Who we are
We’re a community of people of all ages and from all walks of life.
We don’t come to church because we’re perfect people, but because we want to grow in our faith, we want to worship, we want to serve, and we want to share God’s love with our community in practical ways.
We’re active partners in Churches Together in Furness and work closely with other churches in the Ulverston district.
Our church’s vision:
Belong to Christ
Know God personally
Worship God in Spirit and truth
Apply the Bible to our lives
Represent all ages and backgrounds
Meet together regularly
Work in partnership with other churches
Grow in Christ
Encourage and support one another within small groups
Discover and use our God-given gifts
Encourage the ministry of healing
Give appropriate nurture and training
Provide accountable leadership
Share His Love
Share our buildings and resources
Serve the needy through prayer, finance and practical action
Support family life
Support mission locally and worldwide
Promote peace and justice
Welcome everyone and help them to know God
We’re a modern, outward-looking church with ancient roots.

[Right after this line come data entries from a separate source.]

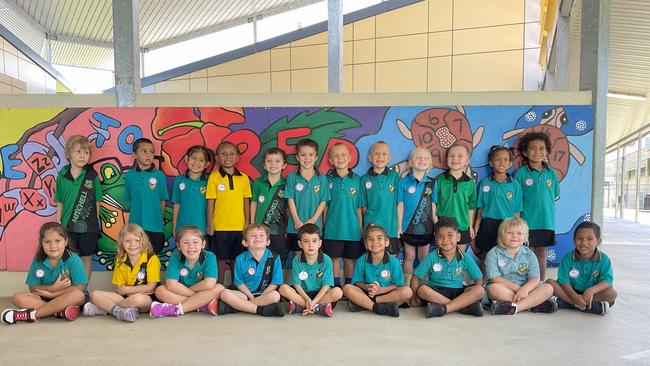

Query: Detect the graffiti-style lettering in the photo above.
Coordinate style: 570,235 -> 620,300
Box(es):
0,144 -> 27,179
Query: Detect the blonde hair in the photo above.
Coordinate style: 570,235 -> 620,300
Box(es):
115,224 -> 153,264
65,135 -> 90,159
497,219 -> 528,248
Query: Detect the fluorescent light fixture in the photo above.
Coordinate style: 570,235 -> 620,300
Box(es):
607,92 -> 648,102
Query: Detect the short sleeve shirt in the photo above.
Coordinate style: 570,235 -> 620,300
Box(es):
557,250 -> 614,292
165,249 -> 218,287
485,245 -> 539,286
413,249 -> 483,288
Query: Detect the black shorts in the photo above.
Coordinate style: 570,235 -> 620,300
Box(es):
476,217 -> 503,254
402,233 -> 433,247
269,234 -> 289,263
528,230 -> 555,248
210,231 -> 245,261
323,239 -> 365,259
287,234 -> 302,252
424,285 -> 465,300
68,232 -> 99,257
145,231 -> 165,254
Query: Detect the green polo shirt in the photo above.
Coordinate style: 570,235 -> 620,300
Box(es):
515,164 -> 560,230
165,249 -> 219,287
253,175 -> 287,235
172,173 -> 208,234
476,174 -> 521,220
485,245 -> 539,286
285,171 -> 330,234
359,168 -> 399,238
124,164 -> 169,233
413,249 -> 483,288
291,252 -> 334,292
54,164 -> 102,233
324,170 -> 361,241
352,252 -> 404,287
25,249 -> 88,286
436,171 -> 476,231
557,249 -> 614,292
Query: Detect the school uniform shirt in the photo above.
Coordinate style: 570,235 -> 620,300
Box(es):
557,249 -> 614,292
172,173 -> 208,234
359,168 -> 399,238
25,249 -> 88,287
514,163 -> 560,230
476,174 -> 521,220
253,175 -> 288,235
352,252 -> 404,287
397,173 -> 438,235
124,163 -> 169,233
205,167 -> 253,231
436,171 -> 476,231
232,248 -> 282,292
413,249 -> 483,288
54,164 -> 102,234
165,249 -> 219,287
323,170 -> 361,241
485,245 -> 539,286
291,252 -> 334,292
112,252 -> 160,286
285,171 -> 330,234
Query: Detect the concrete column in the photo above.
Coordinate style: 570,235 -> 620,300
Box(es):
327,0 -> 343,93
580,0 -> 611,226
113,0 -> 141,107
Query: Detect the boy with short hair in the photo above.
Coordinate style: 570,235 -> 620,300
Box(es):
124,138 -> 169,254
205,141 -> 252,284
218,224 -> 284,316
54,135 -> 102,279
546,221 -> 617,315
280,224 -> 343,317
323,142 -> 363,287
359,141 -> 400,255
285,139 -> 330,255
251,147 -> 289,264
343,226 -> 413,317
411,216 -> 485,318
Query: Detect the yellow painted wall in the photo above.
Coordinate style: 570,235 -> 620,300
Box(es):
154,0 -> 525,93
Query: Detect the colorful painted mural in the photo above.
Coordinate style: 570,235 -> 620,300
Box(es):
0,105 -> 593,271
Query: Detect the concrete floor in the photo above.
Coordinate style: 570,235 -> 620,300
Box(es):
0,219 -> 650,366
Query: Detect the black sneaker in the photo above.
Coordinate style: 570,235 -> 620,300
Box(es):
426,302 -> 447,318
492,300 -> 517,315
581,301 -> 609,315
458,302 -> 483,316
530,299 -> 557,314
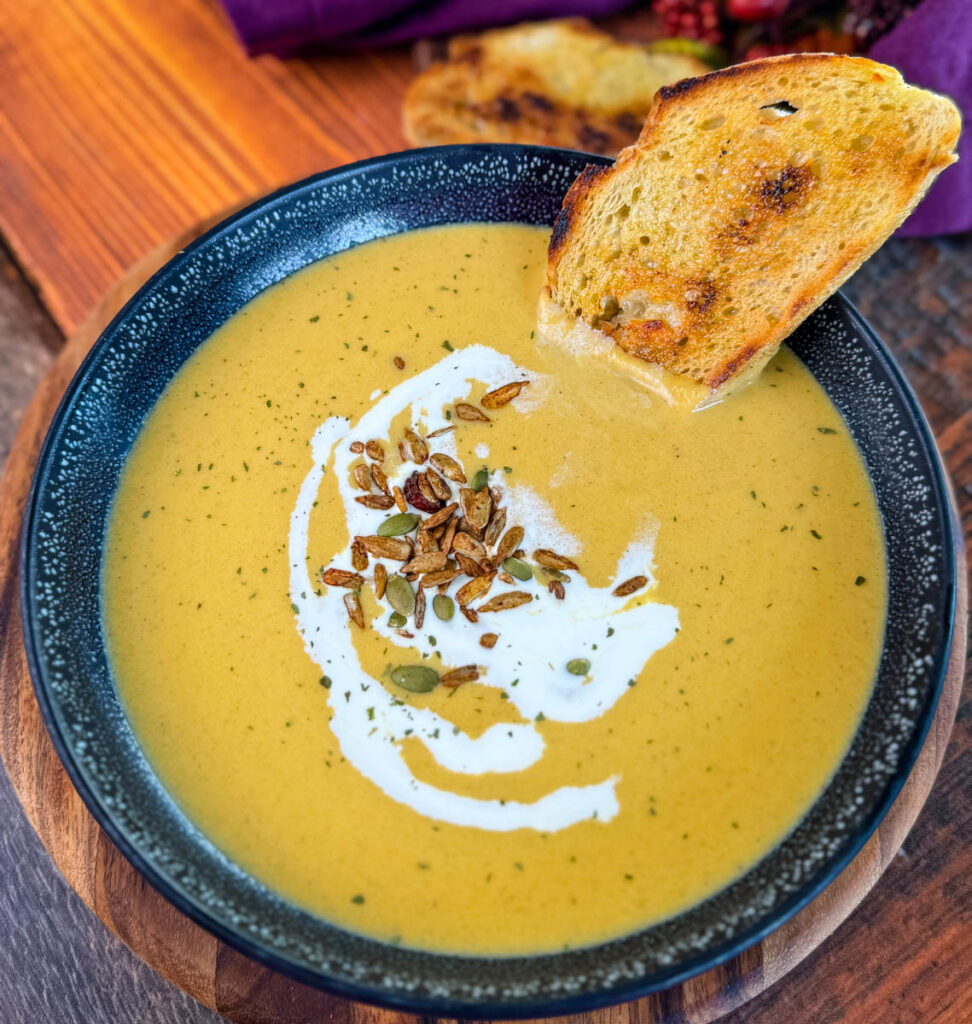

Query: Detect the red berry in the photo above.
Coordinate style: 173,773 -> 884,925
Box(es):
651,0 -> 724,46
727,0 -> 790,22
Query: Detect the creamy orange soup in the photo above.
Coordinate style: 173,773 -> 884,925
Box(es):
102,224 -> 886,954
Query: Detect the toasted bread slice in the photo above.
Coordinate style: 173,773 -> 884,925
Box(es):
547,53 -> 961,388
403,18 -> 707,156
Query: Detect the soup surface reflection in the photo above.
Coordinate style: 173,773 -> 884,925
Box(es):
102,224 -> 886,954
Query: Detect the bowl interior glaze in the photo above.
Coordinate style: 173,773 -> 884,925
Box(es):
22,145 -> 956,1017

The church of St. Mary with Holy Trinity has been the Parish Church of Ulverston for 900 years.
St. Mary with Holy Trinity has been the Parish Church of Ulverston for 900 years. Nobody knows exactly when the first church was built on this site, but most people believe that a church was founded here in 1111 AD. In the reign of Henry II (1154-89) the church in Ulverston was placed in the care of the monks from Conishead Priory. The church also paid an annual sum to Furness Abbey.
During the Dissolution of the monasteries by Henry VIII, both Furness Abbey and Conishead Priory were destroyed. The church in Ulverston became the property of the crown and was restored during the next 50 years using stone taken from both Furness Abbey and Conishead Priory. The first Vicar was Leonard Fell. The Fells were an important local family and have many connections with the church.
The present tower was built between 1540-60 with money left to the church by a later Leonard Fell (not the first vicar) on his death in 1542. It is said that this replaced an earlier steeple that collapsed, possibly following a storm, damaging much of the church building. Most of the church was rebuilt and restored in the 19th century. The first restoration was carried out in 1804. Further work was undertaken in 1864 and 1902.
In 2008/9 the interior of the church was re-ordered to bring it up to date for modern forms of worship as well as to provide a meeting and refreshment area.